1/2 from @icanbob

“The climate only reacts to the total amount of CO2 in the atmosphere which in turn is controlled by the rate difference between CO2 sources and CO2 sinks.

So when doing climate optimization the end flow from a system chain is all that matters, not individual isolated optimizations of portions.

Furthermore, isolated optimizations often point to a false optimum whereas a full system perspective can often find a scenario with lower CO2 flow…

2/2

…“Remember all the fossil CO2 we are currently emitting was once in the atmosphere*, just not all at once. Nature sequestered this carbon over eons.

In 1975 while in my undergraduate engineering degree, I remember a professor saying that inverting a difficult problem and looking at things from the opposite end often yields hidden solutions. This paper is written with this perspective in mind.”

*Update: see Pieter’s reply below

https://energyasicit.ca/CarbonGrid/

@urlyman Not really true. The coal layers are mostly from the Carboniferous era (360 till 300 miljon years ago), when there were few organisms that could digest wood.

https://en.wikipedia.org/wiki/Carboniferous

Carboniferous - Wikipedia

@urlyman @pietkuip CO2 in air + H2O + solar energy => wood => coal. Not quite sure how coal being from that period (or lack of wood recycling organisms) negates my sentence.

@icanbob
I commented only that sentence, and I did not have much context to interpret it. But it seemed to say that carbon sequestration has not changed much.

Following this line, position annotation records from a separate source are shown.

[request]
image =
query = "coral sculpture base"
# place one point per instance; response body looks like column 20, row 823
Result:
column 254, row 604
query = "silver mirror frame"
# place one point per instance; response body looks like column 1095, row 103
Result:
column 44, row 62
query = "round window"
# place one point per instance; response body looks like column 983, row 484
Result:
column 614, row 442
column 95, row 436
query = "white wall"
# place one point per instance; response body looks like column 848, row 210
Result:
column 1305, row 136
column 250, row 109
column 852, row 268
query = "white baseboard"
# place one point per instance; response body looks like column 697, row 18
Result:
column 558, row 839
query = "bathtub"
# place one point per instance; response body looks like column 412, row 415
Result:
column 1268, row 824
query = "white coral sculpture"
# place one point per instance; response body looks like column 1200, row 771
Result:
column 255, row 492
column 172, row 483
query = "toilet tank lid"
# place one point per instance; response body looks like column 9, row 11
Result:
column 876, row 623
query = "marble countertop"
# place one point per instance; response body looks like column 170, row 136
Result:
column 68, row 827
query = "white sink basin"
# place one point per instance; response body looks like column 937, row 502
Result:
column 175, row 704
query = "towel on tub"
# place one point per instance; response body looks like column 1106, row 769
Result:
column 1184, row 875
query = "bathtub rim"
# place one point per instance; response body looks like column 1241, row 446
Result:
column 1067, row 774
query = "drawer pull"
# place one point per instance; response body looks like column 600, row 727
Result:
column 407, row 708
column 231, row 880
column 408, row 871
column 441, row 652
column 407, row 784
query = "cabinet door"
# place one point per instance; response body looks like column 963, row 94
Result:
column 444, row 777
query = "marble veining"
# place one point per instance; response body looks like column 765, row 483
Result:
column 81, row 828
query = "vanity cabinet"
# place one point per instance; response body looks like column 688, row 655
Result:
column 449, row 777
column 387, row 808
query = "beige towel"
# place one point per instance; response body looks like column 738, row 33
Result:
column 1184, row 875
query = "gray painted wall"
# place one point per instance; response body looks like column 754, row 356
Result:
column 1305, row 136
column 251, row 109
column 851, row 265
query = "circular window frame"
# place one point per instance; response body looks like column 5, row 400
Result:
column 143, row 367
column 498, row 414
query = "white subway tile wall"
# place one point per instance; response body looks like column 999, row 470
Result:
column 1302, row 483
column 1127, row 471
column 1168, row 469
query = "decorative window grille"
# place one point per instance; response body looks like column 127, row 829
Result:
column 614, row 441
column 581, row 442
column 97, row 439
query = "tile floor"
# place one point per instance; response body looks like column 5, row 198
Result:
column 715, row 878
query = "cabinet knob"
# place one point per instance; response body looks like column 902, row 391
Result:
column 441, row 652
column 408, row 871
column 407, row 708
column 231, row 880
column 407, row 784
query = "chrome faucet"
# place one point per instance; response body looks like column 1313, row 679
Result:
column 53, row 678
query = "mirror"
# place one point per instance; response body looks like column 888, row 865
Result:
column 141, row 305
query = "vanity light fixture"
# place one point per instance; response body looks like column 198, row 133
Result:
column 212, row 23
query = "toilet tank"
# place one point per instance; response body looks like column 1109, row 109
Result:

The problem is that carbon capture and storage is now much more difficult than fossilization during the Carboniferous era. We must really stop burning fossil fuels because it is almost impossible to put it back.

@urlyman

@urlyman @pietkuip My musing didn’t have anything to do with CO2 sequestration. Rather I was pondering how to price CO2 in a systemwide way that could actually incentivize real reductions.